Even the idea that Apple would flirt with betting is curious, because the company has traditionally been pretty averse to anything that could be construed as a vice. Its extensive rules prohibit apps that encourage the use of “tobacco and vape products, illegal drugs, or excessive amounts of alcohol.” The same is true of anything promoting the “illegal or reckless use of weapons and dangerous objects.” And also overtly sexual or pornographic content—no surprise from the famously prudish company. “While it’s a cliché, I don’t think Steve Jobs would have signed off on showing betting odds in the Apple Sports app,” Joe Rossignol, a senior reporter for MacRumors who has covered Apple since 2008, told me via email. “Even nowadays, however, I don’t see Apple ever allowing users to place wagers directly in the app.” It just doesn’t seem to align with the spirit of the company.
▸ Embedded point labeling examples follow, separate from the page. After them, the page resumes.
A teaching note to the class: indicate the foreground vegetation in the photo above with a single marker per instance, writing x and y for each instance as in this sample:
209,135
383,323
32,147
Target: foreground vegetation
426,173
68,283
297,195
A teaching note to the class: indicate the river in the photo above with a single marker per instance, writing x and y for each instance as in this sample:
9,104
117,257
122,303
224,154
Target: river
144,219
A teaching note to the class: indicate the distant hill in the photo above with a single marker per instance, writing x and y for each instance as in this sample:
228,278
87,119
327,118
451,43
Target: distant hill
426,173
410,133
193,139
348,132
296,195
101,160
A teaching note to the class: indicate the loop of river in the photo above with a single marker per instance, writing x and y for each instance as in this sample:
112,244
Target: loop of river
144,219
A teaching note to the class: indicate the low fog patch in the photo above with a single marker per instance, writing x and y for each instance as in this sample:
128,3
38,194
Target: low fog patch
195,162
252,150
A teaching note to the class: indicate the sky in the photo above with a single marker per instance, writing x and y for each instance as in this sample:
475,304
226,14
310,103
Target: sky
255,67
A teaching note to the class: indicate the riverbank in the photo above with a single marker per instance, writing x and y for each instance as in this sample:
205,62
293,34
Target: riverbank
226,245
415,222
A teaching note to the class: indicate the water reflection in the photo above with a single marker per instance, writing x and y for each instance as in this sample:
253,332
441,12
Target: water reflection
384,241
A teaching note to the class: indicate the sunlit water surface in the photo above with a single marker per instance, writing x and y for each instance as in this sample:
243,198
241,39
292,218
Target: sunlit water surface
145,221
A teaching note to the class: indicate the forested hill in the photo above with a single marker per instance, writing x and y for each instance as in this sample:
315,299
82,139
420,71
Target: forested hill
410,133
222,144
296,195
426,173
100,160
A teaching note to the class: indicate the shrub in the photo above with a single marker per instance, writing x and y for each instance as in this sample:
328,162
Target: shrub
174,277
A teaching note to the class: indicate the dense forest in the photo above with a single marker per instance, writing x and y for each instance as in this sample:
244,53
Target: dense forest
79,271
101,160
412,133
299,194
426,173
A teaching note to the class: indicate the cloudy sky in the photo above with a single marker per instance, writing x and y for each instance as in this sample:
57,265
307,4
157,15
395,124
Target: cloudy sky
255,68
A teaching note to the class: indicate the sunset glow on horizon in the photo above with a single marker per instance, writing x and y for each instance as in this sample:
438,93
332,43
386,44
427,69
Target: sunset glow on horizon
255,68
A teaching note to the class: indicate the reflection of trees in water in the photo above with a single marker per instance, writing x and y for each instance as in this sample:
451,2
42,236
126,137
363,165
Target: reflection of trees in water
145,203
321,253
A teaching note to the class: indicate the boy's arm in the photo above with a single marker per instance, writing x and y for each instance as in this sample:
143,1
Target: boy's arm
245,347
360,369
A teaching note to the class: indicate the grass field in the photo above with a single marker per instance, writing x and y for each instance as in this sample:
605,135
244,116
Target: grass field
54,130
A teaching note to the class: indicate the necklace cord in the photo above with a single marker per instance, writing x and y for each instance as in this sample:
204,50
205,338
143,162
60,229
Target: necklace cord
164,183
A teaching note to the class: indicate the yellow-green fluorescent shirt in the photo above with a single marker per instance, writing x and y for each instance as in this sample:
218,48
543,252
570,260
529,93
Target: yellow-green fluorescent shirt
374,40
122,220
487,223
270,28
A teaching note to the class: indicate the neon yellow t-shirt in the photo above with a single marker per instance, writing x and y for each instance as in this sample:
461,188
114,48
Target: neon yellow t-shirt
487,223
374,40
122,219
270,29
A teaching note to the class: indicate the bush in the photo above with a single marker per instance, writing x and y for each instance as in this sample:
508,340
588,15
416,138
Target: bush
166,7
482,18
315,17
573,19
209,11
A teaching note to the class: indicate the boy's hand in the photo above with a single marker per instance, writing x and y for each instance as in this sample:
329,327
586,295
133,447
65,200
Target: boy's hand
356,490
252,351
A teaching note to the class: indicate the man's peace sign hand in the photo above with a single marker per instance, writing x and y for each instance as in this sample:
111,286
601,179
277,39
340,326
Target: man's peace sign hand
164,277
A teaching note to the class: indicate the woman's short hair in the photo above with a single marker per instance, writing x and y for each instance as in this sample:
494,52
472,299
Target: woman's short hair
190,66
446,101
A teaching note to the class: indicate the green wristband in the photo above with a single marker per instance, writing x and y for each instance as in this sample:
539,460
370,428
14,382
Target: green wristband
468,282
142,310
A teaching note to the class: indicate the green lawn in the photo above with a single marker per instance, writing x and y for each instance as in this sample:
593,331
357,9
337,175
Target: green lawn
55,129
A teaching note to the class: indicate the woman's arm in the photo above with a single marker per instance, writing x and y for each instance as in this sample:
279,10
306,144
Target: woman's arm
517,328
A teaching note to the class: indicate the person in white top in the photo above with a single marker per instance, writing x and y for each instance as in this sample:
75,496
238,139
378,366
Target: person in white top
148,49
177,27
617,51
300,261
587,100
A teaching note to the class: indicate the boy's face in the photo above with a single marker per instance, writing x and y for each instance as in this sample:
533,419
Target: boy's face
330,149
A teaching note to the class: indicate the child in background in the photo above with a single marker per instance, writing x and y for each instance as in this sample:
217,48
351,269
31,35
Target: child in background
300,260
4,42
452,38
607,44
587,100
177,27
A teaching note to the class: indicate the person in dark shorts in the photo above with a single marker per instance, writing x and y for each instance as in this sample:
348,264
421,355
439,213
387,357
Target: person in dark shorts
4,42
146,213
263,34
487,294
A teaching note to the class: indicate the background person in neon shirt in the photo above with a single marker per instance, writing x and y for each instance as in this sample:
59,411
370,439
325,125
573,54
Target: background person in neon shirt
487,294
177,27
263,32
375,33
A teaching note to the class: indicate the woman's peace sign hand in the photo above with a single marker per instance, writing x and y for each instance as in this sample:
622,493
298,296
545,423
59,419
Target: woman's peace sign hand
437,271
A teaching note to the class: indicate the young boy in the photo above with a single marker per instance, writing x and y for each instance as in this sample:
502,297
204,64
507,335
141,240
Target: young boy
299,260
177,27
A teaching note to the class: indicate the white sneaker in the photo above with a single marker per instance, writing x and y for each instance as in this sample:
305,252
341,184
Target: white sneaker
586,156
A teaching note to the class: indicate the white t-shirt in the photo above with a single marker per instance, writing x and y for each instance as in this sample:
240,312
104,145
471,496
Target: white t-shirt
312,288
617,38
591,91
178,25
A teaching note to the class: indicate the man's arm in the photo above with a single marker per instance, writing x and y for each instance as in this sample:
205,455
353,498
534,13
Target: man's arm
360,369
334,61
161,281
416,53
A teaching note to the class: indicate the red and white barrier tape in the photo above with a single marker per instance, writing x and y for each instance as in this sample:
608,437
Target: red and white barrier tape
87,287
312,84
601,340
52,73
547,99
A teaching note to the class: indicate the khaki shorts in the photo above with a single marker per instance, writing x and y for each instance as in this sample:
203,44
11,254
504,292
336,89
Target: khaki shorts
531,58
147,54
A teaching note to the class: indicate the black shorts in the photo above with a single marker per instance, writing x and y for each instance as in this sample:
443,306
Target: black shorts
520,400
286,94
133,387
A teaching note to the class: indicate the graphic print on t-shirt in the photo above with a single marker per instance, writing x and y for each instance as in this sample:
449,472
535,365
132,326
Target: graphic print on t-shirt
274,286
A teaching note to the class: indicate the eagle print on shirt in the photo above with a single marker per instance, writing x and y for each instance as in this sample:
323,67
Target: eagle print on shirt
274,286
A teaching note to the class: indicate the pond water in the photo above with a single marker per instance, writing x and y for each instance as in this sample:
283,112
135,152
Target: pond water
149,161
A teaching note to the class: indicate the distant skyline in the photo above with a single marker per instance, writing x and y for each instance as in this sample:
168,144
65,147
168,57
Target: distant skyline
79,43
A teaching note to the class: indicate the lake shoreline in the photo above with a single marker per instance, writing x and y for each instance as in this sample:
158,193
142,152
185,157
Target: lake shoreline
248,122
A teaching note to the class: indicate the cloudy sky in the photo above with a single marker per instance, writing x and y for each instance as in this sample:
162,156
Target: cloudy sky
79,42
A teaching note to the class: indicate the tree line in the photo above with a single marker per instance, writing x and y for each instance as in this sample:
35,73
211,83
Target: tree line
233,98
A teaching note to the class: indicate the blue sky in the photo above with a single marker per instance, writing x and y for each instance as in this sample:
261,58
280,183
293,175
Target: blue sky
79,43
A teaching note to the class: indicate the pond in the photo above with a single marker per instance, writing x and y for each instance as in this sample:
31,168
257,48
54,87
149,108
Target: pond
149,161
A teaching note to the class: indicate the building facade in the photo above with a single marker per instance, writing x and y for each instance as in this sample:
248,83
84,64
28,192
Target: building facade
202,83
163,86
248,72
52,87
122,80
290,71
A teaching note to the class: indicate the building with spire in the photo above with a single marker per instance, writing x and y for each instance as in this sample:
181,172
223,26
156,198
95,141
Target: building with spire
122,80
If Apple doesn’t see sports gambling as a vice, though, maybe that’s because America no longer sees it as a vice. Only in 2018 did the Supreme Court let states allow online sports betting. Now it has become so normalized that commentators regularly discuss betting lines, throwing around lingo about “parlays” and “prop bets.” Entire TV shows and podcasts are devoted to gambling. ESPN now has its own betting service. Sports betting has eaten sports alive, and not without consequence: Calls to gambling-addiction hotlines are way up since 2018. Even before releasing the Sports app, Apple has quietly abetted this. It has allowed sportsbooks to create apps that have made placing a bet easier than ever. In an article for The Conversation, Meredith Ginley, a specialist in gambling addiction, wrote about how betting apps deploy in-game push notifications to encourage risky behavior.
If the sports app really is a nascent sports-betting venture—still a big if—that would be the final confirmation of gambling’s acceptance into mainstream American culture, and a move that would mainstream gambling even more. Apple Sports, despite such limited functionality, is already high on the App Store charts. It could become a default, like the weather app or the camera app, potentially putting sports betting a touch-screen tap away from the world’s 1.5 billion iPhone users. Sports betting, which has grown bigger than almost anyone could have imagined in 2018, would grow bigger still than almost anyone can imagine now.